Under ASC 470, the Company recognizes a liability for the full amount of PPP proceeds received and accrues interest over the term of the loan. No additional interest was imputed at a market rate because the guidance on imputing interest in ASC 835-30 excludes transactions where interest rates are prescribed by a government agency. If any amount is ultimately forgiven (i.e., the Company is legally released from being the loan’s primary obligor in accordance with ASC 405-20), income from the extinguishment of the liability would be recognized in the income statement as a gain on loan extinguishment. The Company intends to use the proceeds for purposes consistent with the PPP. Hence, the Company expects that its use of the loan proceeds will meet the conditions for forgiveness of the loan.

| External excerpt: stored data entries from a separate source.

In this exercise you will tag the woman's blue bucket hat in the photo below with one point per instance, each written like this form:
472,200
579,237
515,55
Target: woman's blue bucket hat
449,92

In considering the term of the loan and payment deferred portion, the Company determined that the loan would be presented as a curent portion of $54 and non current portion of $67 in the balance sheet.
 
28. OTHER SIGNIFICANT TRANSACTIONS
 
In accordance with the accounting guidance for property, plant and equipment, assets are measured at the lower of the carrying value or fair value less costs to sell. As a result of one of our customer’s products coming to the end of its product burn-in cycle earlier than expected, the Company determined the carrying value of the group of assets that served the above mentioned product was higher than the fair value less costs to sell. As a result, an impairment charge of $139 was recorded within operating costs during the third quarter of 2020. The Company does not expect to record a significant gain or loss upon disposition of the assets. The Company did not have similar transactions in the previous fiscal year.